Class CenteringMechanism<T>
- Namespace
- AiDotNet.SelfSupervisedLearning
- Assembly
- AiDotNet.dll
Centering mechanism for preventing collapse in self-distillation methods.
public class CenteringMechanism<T>
Type Parameters
TThe numeric type used for computations.
- Inheritance
-
CenteringMechanism<T>
- Inherited Members
Remarks
For Beginners: Centering is a crucial technique in DINO and similar methods that prevents the teacher network from collapsing to a trivial solution where it outputs the same constant for all inputs.
How it works:
- Maintains a running mean (center) of teacher outputs
- Subtracts the center from teacher outputs before computing loss
- Updates the center with exponential moving average (EMA)
Why it prevents collapse: Without centering, the teacher could learn to output a constant vector for all inputs (trivial solution). By subtracting the running mean, we ensure the outputs are zero-centered on average, forcing the network to produce varied outputs.
Reference: Caron et al., "Emerging Properties in Self-Supervised Vision Transformers" (ICCV 2021)
Constructors
CenteringMechanism(int, double)
Initializes a new instance of the CenteringMechanism class.
public CenteringMechanism(int dimension, double momentum = 0.9)
Parameters
dimensionintDimension of the output space to center.
momentumdoubleMomentum for EMA center updates (default: 0.9).
Properties
Dimension
Gets the dimension of the center vector.
public int Dimension { get; }
Property Value
Momentum
Gets the momentum for EMA updates.
public double Momentum { get; }
Property Value
Methods
ApplyCenter(Tensor<T>)
Applies centering to the input tensor.
public Tensor<T> ApplyCenter(Tensor<T> input)
Parameters
inputTensor<T>Input tensor [batch_size, dim].
Returns
- Tensor<T>
Centered tensor.
CenterAndUpdate(Tensor<T>)
Applies centering and updates in one step (common usage pattern).
public Tensor<T> CenterAndUpdate(Tensor<T> teacherOutput)
Parameters
teacherOutputTensor<T>Teacher network output.
Returns
- Tensor<T>
Centered output.
CenterNorm()
Computes the L2 norm of the center (useful for monitoring).
public T CenterNorm()
Returns
- T
CenterStatistics()
Computes statistics about the center (useful for debugging).

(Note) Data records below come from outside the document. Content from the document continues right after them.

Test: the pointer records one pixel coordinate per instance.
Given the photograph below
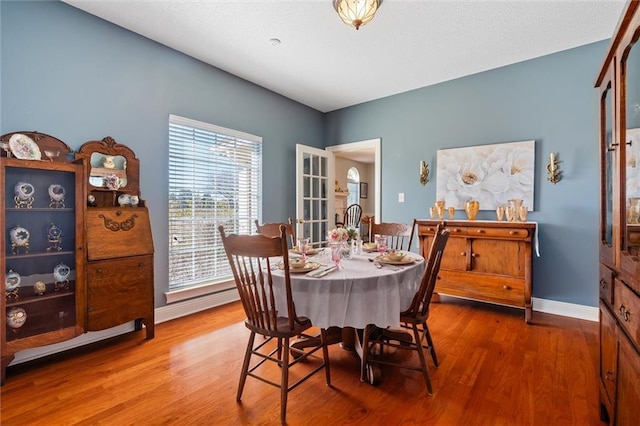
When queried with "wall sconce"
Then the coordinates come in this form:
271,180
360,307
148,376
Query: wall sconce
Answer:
424,173
554,175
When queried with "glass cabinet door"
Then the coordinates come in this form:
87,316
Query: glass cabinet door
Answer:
608,153
43,285
630,189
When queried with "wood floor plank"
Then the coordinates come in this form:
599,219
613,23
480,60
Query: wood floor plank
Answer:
495,370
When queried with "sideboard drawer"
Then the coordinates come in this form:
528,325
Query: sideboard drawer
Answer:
627,309
516,233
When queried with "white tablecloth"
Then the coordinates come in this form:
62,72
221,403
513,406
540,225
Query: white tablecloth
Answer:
358,295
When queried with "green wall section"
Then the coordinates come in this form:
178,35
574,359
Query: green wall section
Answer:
79,78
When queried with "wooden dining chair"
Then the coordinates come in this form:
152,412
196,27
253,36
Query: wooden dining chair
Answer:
352,216
413,318
273,230
251,258
399,235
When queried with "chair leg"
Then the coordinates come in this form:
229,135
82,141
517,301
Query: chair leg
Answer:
423,361
432,348
365,353
245,365
284,385
325,355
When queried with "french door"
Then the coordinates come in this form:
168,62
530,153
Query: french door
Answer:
314,193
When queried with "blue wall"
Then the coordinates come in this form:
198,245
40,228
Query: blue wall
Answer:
550,99
79,78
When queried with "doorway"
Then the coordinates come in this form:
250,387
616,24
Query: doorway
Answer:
366,152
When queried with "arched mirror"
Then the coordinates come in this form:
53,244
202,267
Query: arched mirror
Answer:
112,170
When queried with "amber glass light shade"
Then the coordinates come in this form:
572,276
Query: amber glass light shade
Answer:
356,12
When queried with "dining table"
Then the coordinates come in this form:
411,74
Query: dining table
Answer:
367,288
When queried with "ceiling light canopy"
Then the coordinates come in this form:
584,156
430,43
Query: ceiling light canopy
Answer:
356,12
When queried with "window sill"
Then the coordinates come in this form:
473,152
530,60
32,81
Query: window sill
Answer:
197,291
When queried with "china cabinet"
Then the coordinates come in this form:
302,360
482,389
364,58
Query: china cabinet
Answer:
488,261
119,245
618,83
42,243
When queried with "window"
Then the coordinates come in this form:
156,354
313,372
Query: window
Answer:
353,186
215,178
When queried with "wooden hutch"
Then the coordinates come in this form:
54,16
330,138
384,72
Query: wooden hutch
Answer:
619,281
70,267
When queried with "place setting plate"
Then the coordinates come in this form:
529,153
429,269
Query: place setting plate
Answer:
308,267
310,252
405,260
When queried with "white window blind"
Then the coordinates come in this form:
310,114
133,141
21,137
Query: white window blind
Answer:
215,178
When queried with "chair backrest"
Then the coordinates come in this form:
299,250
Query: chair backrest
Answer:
399,235
420,303
273,230
352,216
250,257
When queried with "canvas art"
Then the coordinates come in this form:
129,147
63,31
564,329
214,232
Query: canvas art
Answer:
491,174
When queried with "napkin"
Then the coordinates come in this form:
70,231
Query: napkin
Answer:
321,272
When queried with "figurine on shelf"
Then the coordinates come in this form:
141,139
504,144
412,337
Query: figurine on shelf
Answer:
19,239
54,237
61,274
39,288
108,163
11,284
112,182
56,194
24,195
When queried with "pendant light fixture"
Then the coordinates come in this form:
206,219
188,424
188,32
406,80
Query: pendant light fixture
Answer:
356,12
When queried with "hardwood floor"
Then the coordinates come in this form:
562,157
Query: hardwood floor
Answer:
494,370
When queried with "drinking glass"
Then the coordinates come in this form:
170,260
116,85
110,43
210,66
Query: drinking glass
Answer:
381,242
303,247
336,253
522,212
441,209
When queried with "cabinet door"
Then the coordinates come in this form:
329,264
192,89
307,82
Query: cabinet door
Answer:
456,254
630,150
499,257
608,354
42,225
628,393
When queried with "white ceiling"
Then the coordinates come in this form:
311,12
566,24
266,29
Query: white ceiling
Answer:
327,65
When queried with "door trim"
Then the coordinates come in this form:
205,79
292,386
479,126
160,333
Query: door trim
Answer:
377,145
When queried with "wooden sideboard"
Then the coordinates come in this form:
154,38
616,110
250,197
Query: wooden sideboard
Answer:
619,245
489,261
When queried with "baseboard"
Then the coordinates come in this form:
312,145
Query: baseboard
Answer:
572,310
162,314
188,307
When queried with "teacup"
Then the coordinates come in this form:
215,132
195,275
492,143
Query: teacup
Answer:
395,256
297,263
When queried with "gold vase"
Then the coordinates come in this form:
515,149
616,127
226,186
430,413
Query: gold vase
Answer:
471,208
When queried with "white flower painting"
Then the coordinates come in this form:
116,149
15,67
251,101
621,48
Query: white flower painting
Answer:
633,163
491,174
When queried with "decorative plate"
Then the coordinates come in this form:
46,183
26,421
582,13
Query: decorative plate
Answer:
24,190
56,192
19,236
404,261
23,147
61,272
309,266
16,317
11,280
124,200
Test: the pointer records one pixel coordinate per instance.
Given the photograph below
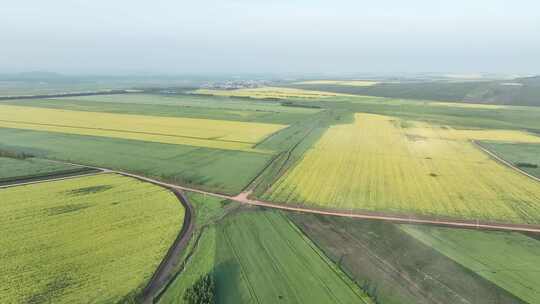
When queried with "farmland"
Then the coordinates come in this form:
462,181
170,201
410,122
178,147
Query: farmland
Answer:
267,263
97,238
354,83
188,106
524,156
220,170
399,267
14,169
187,131
375,164
509,260
525,92
270,93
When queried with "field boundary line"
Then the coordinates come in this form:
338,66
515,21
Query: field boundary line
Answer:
501,160
55,179
166,269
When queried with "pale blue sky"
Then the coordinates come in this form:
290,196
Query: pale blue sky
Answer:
254,36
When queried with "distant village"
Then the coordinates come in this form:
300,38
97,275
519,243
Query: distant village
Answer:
235,84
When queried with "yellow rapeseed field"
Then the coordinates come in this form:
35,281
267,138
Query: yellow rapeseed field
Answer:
84,240
378,164
209,133
270,92
445,132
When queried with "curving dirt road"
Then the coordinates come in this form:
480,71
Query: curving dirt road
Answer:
168,265
244,199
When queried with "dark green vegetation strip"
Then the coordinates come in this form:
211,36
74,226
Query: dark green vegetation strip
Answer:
508,259
400,268
524,156
292,142
189,106
260,257
211,169
524,91
16,170
522,118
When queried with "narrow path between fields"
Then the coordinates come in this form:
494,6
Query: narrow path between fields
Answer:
170,263
503,161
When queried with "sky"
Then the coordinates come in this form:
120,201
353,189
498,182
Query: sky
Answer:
279,36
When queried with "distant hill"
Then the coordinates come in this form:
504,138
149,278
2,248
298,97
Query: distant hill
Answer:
520,91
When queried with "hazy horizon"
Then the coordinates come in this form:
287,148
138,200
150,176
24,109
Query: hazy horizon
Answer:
352,37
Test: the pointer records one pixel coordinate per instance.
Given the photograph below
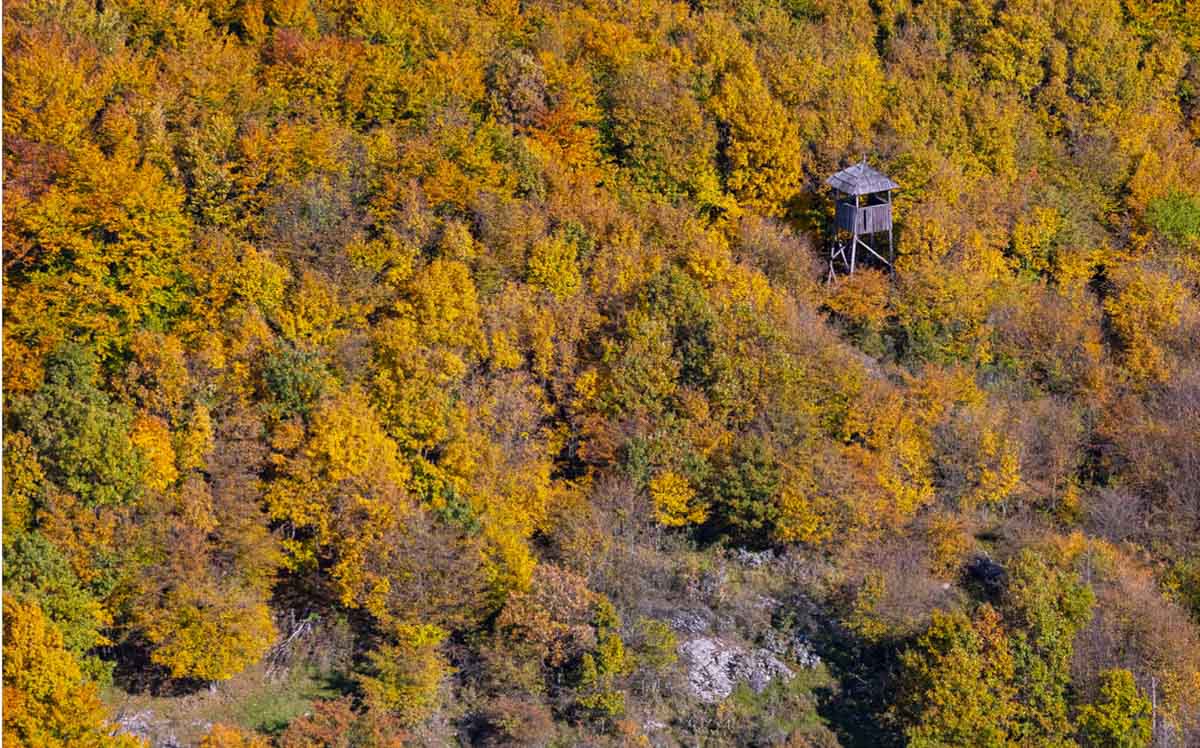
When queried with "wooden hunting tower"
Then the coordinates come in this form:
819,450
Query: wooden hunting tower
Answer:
863,211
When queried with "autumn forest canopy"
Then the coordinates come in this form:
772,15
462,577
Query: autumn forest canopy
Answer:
436,372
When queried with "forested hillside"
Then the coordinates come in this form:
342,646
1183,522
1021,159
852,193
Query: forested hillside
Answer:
466,372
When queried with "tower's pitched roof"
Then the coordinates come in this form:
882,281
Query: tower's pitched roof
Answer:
861,179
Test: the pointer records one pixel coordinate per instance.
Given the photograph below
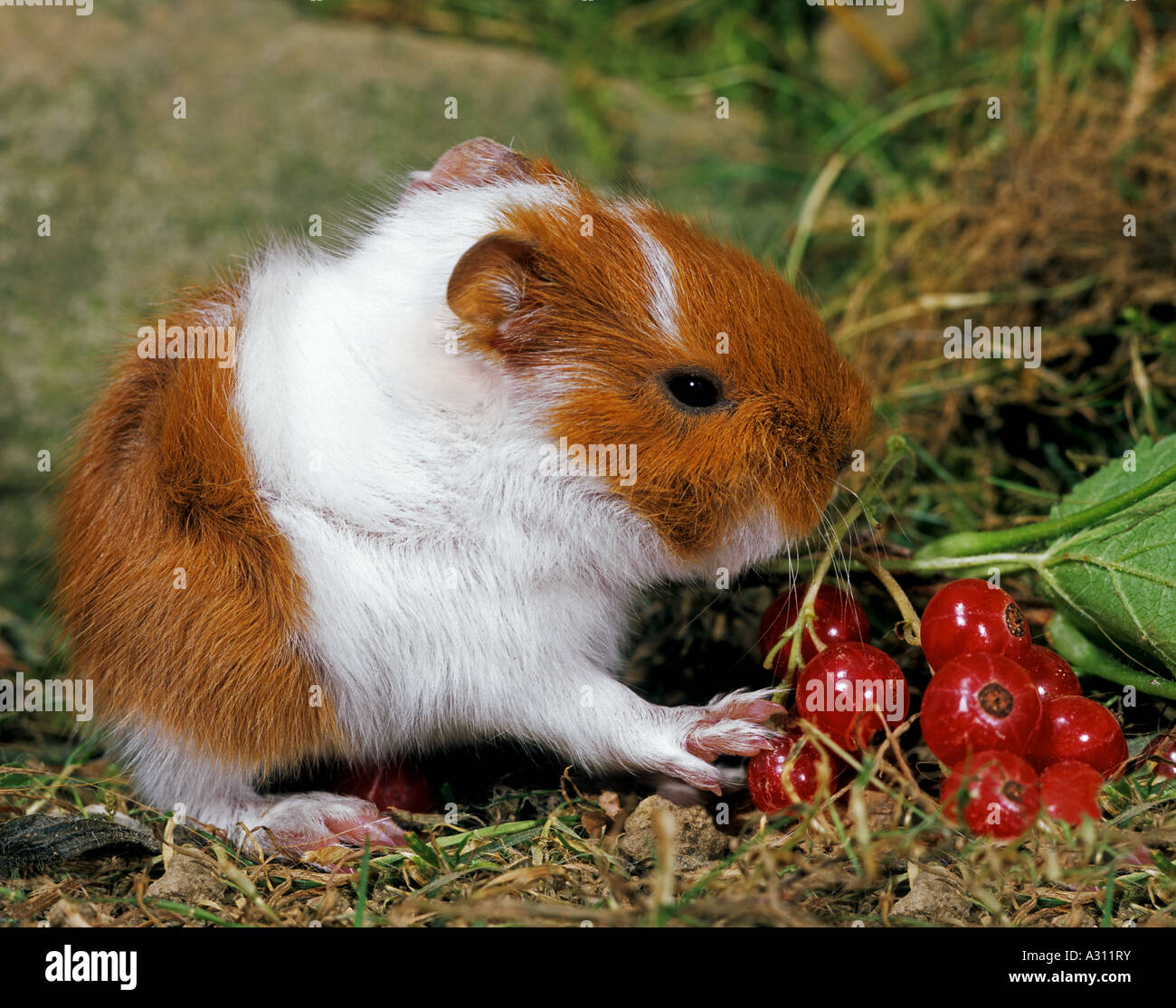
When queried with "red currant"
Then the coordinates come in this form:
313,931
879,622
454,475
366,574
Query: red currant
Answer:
1050,673
1161,753
843,689
792,772
1069,791
1077,728
838,618
393,785
972,615
996,792
977,702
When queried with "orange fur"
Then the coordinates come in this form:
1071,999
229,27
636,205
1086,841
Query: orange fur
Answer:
544,294
163,482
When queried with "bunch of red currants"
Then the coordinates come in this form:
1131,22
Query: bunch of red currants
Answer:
1004,715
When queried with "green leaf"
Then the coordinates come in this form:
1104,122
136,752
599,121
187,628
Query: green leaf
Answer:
1117,577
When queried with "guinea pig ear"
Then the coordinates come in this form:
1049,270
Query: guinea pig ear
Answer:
489,281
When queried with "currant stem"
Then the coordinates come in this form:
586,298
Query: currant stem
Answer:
896,451
912,624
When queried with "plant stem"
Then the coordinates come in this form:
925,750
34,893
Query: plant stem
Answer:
1071,644
896,450
972,542
910,621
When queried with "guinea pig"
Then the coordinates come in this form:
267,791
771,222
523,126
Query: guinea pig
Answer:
372,504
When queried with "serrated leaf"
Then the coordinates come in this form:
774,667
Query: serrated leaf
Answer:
1117,577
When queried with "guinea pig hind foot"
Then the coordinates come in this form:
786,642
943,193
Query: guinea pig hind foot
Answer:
312,820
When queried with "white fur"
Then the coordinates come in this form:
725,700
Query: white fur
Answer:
662,274
460,588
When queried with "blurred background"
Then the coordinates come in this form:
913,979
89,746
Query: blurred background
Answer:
302,109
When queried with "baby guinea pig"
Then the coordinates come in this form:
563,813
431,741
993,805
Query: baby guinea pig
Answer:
410,499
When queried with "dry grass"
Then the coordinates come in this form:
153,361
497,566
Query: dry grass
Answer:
845,863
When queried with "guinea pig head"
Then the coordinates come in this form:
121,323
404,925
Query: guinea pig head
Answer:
641,339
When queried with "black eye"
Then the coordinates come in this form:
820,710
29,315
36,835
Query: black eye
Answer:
693,391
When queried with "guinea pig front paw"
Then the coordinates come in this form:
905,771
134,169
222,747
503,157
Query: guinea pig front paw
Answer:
730,726
309,821
733,725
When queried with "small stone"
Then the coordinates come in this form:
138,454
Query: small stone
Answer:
188,880
697,840
933,898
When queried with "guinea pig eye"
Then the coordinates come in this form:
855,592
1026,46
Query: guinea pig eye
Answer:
693,391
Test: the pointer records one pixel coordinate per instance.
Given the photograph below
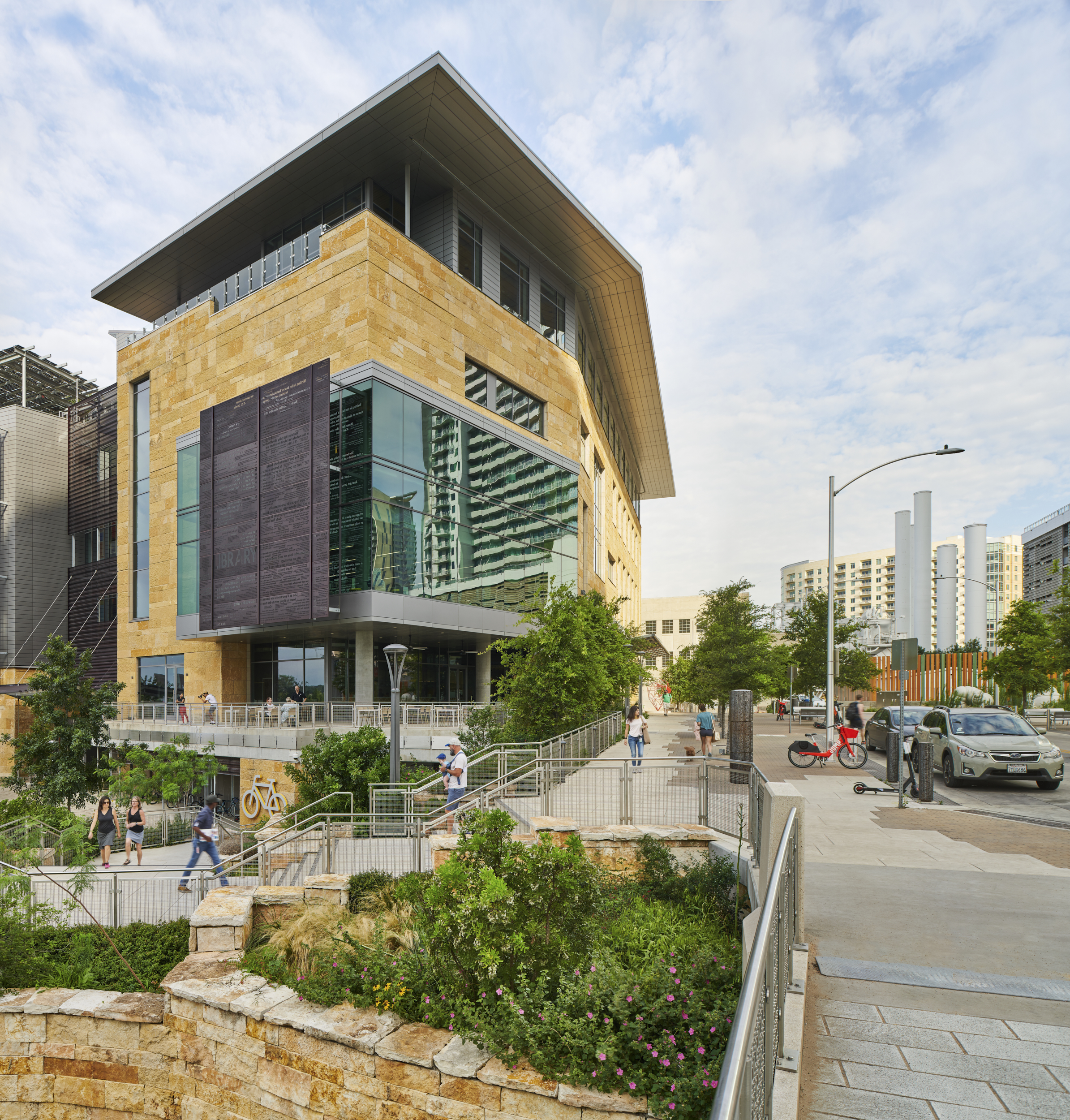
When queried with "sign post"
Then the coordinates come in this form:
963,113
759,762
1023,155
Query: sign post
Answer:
905,659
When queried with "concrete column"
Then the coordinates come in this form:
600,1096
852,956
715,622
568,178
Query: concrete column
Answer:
976,569
947,603
921,574
741,734
365,662
483,669
905,561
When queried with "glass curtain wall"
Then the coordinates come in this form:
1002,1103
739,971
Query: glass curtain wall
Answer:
425,503
142,501
189,529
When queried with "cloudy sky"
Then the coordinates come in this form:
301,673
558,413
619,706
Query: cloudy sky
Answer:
852,219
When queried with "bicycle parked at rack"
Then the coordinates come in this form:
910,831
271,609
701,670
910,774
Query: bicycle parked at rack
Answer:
850,752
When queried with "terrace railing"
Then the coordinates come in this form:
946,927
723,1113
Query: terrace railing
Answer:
430,718
756,1044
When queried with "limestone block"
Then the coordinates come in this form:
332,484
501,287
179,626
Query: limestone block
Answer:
461,1059
537,1107
414,1044
284,1082
327,888
219,991
362,1029
275,896
292,1012
50,1000
517,1077
604,1103
553,825
404,1076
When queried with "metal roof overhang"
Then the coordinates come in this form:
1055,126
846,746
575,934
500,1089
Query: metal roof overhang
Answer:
434,120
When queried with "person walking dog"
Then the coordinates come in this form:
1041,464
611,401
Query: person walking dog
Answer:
636,728
205,840
107,826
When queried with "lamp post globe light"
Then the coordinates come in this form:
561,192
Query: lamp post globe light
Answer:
395,661
833,491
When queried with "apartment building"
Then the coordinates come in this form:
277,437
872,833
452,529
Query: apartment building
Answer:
1046,552
864,583
395,386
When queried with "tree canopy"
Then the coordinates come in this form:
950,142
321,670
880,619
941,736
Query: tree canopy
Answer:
1027,653
163,773
573,663
56,758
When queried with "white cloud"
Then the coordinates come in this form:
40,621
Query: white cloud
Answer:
852,219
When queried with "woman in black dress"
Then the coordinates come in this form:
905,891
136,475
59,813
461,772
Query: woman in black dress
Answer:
135,828
107,826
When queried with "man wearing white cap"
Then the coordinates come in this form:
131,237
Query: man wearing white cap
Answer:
457,771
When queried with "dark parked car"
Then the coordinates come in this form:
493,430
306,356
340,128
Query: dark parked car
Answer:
885,725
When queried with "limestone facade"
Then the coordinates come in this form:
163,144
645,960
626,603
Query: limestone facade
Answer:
375,295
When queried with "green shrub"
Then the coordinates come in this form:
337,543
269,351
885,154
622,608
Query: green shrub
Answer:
501,910
365,882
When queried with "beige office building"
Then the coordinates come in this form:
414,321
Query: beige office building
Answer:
864,583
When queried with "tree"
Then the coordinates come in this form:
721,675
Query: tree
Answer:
56,758
481,731
1026,652
163,773
347,762
807,634
735,651
573,663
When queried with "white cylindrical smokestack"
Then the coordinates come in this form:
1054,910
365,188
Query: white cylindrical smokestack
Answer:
905,561
976,575
947,604
921,574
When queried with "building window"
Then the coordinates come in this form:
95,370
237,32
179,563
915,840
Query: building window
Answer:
189,530
162,680
469,250
140,511
481,387
515,290
552,315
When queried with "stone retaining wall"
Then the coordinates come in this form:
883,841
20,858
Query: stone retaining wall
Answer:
225,1045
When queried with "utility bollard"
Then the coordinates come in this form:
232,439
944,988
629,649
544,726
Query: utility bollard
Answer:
923,758
892,753
741,736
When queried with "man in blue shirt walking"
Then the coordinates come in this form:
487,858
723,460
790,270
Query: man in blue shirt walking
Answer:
204,840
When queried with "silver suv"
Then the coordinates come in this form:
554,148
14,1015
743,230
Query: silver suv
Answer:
991,743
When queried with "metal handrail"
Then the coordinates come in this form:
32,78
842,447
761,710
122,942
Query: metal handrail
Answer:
756,991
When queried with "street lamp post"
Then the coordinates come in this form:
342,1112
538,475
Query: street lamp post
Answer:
395,661
829,669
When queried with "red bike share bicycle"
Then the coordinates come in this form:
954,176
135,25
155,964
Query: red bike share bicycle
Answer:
850,753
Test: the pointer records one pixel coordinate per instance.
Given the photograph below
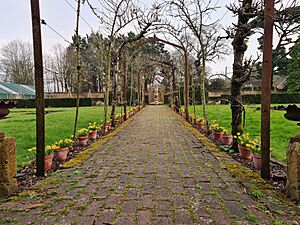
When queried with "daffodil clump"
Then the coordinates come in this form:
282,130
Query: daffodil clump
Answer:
244,139
117,116
192,116
48,151
200,120
82,132
216,127
50,148
64,143
255,148
92,127
226,131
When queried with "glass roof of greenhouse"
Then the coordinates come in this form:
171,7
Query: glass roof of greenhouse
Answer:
16,89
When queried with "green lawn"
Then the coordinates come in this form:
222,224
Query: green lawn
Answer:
59,125
281,129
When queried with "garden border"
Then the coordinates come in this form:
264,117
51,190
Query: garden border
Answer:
251,181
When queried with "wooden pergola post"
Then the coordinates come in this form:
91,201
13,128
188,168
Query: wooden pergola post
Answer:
39,87
266,89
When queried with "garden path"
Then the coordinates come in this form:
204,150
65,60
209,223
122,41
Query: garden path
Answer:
155,170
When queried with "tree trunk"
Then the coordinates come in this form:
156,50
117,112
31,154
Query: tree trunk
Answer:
202,85
78,70
115,97
106,101
237,80
125,86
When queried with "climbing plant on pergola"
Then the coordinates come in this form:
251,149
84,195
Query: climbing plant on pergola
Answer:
186,76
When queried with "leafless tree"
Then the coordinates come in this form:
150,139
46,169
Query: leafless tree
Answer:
196,16
247,12
115,15
16,61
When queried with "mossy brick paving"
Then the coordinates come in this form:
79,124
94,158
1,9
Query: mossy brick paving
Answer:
156,169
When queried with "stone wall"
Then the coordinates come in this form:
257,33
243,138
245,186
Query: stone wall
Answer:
293,168
8,166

public (T mean, T std, T min, T max) CenterStatistics()
Returns
GetCenter()
Gets the current center values.
public T[] GetCenter()
Returns
- T[]
Copy of the center vector.
Reset()
Resets the center to zeros.
public void Reset()
SetCenter(T[])
Sets the center values directly.
public void SetCenter(T[] center)
Parameters
centerT[]New center values.
Update(Tensor<T>)
Updates the center using EMA with the given batch.
public void Update(Tensor<T> batchOutput)
Parameters
batchOutputTensor<T>Batch of outputs from teacher network [batch_size, dim].
UpdateFromMultiple(IList<Tensor<T>>)
Updates the center using multiple batches of outputs.
public void UpdateFromMultiple(IList<Tensor<T>> outputs)
Parameters
outputsIList<Tensor<T>>List of output tensors.